The robots – the mega-chain prefers to call them “autonomous scanners” – have been deployed in Jacksonville to alert employees about items that need to be restocked. Walmart director of corporate communications Phillip Keene said that after successful trials, the chain plans to deploys the scanners soon to a store near you.

With the rise of e-commerce, a competitive retail market and budding technology, Walmart and its competitors are unrolling an array of gadgets and systems that feel futuristic.

Click to resize

“We continue to be intentional about finding new ways to save customers’ time and money,” said Keene. “We’re tried and true on saving money.”

But saving time? That’s where a lot of the tech tools come in – innovations Keene said Walmart has been “ratcheting up the last several years.”

And America’s largest retail chain and grocer is likely feeling the pressure to keep things modern.
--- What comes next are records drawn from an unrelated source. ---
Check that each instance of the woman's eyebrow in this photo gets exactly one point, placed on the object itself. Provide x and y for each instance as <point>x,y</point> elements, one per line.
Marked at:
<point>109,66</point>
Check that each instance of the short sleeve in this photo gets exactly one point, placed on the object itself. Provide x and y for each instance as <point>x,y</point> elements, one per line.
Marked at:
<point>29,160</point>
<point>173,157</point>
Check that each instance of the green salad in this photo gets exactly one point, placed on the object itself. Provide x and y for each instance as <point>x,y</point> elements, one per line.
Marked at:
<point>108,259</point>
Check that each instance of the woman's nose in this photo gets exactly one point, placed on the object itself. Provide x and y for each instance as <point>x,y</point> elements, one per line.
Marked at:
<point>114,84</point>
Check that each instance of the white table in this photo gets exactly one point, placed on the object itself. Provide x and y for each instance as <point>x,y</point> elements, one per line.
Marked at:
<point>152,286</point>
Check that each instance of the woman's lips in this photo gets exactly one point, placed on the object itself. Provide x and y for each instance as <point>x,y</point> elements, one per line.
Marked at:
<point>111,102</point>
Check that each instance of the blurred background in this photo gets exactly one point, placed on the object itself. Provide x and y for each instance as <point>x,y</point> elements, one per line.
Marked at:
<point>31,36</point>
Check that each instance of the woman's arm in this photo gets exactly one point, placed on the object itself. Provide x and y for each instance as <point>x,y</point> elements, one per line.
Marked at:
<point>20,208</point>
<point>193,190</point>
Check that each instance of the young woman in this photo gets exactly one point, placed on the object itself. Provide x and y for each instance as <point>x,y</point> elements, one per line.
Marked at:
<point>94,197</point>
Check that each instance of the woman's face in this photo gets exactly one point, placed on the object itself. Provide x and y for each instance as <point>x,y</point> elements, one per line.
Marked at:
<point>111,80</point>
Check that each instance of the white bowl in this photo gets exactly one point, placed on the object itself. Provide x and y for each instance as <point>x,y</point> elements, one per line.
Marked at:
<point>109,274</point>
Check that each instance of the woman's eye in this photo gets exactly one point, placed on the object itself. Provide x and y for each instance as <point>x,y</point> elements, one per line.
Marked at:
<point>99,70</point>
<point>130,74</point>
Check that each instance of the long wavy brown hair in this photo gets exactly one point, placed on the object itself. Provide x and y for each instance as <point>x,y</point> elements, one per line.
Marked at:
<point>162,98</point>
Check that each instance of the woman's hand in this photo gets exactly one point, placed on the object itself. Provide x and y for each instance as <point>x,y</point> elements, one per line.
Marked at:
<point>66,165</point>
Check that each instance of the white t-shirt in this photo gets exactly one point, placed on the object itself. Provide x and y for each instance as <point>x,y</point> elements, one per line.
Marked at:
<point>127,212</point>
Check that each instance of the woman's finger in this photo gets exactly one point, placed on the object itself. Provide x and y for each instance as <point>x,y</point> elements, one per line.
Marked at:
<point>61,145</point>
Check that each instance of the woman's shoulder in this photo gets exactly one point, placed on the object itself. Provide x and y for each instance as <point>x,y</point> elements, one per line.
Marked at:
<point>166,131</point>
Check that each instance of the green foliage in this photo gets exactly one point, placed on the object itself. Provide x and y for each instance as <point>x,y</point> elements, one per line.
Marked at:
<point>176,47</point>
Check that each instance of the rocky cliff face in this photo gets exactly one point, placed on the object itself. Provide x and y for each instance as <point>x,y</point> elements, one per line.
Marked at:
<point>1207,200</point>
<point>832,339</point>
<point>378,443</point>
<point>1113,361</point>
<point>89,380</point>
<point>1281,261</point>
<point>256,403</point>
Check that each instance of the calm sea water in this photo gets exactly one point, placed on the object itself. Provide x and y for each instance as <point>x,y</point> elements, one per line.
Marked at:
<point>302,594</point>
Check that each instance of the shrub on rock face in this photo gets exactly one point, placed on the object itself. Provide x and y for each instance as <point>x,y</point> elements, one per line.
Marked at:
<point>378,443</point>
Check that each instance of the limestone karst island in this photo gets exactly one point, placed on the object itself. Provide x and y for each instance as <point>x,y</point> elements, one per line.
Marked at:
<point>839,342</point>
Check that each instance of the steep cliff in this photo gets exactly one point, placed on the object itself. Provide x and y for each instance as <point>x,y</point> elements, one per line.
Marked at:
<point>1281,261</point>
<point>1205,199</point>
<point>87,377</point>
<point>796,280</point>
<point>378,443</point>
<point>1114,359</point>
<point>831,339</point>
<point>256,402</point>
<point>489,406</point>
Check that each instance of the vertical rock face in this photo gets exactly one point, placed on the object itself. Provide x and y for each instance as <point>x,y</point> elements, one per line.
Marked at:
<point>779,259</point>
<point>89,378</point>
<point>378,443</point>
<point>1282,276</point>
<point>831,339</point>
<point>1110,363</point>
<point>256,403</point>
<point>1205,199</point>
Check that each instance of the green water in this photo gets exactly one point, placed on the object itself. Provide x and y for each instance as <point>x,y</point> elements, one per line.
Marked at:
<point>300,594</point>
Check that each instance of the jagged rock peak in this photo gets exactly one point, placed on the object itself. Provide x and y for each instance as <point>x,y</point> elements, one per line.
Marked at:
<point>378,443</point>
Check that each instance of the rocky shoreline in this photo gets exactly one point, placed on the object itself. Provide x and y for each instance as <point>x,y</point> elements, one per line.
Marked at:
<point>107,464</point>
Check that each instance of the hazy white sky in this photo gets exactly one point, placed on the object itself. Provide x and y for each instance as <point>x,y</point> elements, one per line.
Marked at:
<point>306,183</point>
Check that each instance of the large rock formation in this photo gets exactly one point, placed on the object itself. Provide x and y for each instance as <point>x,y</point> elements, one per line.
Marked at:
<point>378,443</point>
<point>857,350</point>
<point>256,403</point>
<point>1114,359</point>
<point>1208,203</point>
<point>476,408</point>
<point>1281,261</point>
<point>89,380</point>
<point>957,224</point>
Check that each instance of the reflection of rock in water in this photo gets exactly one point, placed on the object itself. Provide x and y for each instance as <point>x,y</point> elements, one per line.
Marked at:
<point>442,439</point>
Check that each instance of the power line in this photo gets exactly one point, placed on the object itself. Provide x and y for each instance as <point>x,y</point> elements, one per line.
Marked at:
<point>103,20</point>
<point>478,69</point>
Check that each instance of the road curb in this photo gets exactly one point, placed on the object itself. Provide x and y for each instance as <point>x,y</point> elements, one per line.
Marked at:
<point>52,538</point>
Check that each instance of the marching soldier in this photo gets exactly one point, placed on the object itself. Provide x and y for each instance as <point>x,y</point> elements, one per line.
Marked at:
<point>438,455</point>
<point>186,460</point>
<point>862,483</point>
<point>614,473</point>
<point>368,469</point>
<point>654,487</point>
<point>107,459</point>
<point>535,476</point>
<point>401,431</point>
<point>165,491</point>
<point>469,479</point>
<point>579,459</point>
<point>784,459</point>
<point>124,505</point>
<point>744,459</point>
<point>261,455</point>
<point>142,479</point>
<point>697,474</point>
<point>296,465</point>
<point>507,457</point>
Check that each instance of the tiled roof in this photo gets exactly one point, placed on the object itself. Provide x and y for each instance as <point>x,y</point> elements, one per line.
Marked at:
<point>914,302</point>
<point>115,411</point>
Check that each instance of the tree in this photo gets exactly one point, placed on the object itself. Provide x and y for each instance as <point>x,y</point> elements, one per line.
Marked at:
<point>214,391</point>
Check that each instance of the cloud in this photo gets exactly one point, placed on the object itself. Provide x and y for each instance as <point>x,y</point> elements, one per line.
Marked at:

Kroger, the country’s second largest grocer, has been testing smart shelves that replace paper price labels with digital screens.

But without any Kroger-owned supermarkets in Florida, it’s likely most Sunshine State shoppers will see their first glimpses of a more tech-savvy shopping experience inside the aisles of Walmart and competitor Target.

Both retailers have recently launched ways for shoppers to check out without having to wait in line. Roaming employees equipped with mobile devices – similar to what is used by Apple store employees – can check out shoppers with one or a few items. In Walmart, they wear yellow sashes that say, “Check out with me.”

“The talk, historically, has been, ‘Oh, the lines at Walmart,’” Keene said. “But if you’re coming in for screws and duct tape, you’re able to get with that associate standing in the aisle and you’re on your way out.”

Walmart also launched app updates, like ones that have exact maps of every individual store to make it easier for shoppers to find any item on their list. But Keene admits, the coolest thing the chain has launched recently is the autonomous scanners.

The robots – not quite R2D2, but more like rectangle boxes on wheels – travel the aisles to scan inventory with a long arm that extends to the heights of the shelves. It takes in prices and the number of items available. That’s a job managers usually have to do with handheld scanners.

Rather than use the manager’s time, Keene said, the robot is able go down each aisle to take stock and then spit out a report. The manager knows instantly which items need to be restocked or if a sale price wasn’t updated.

“It frees (managers) up for customer interaction on the sales floor,” Keene said.

He acknowledges the commonly heard critique: that tech is taking away jobs from people. But he said in the case of the scanner, it’s not removing a job but taking a mundane and time consuming task off the plate of workers and giving them more time to be face-to-face with customers.

Retailers have been paying more and more attention to that customer-facing experience to keep shoppers happy in stores. Amazon is still king online, where it attracts close to half of all U.S. online orders.

“There’s still a lot of people who like to come into a store and shop,” said Keene, “who want to touch it, feel it, and like the ambiance and interaction.”

Walmart has grown its online inventory to compete with Amazon and perfect its omnichannel experience, how its in-store and online experiences work together. Retailers are increasingly moving away from the idea that clicks matter more than bricks that frame their in-person storefronts. Rather, chains such as Walmart, are banking on the importance of embracing both and figuring out how to mesh them together.

“I think when we look back as company 10 or 15 years from now, we’ll see this as a huge transformation period,” Keene said.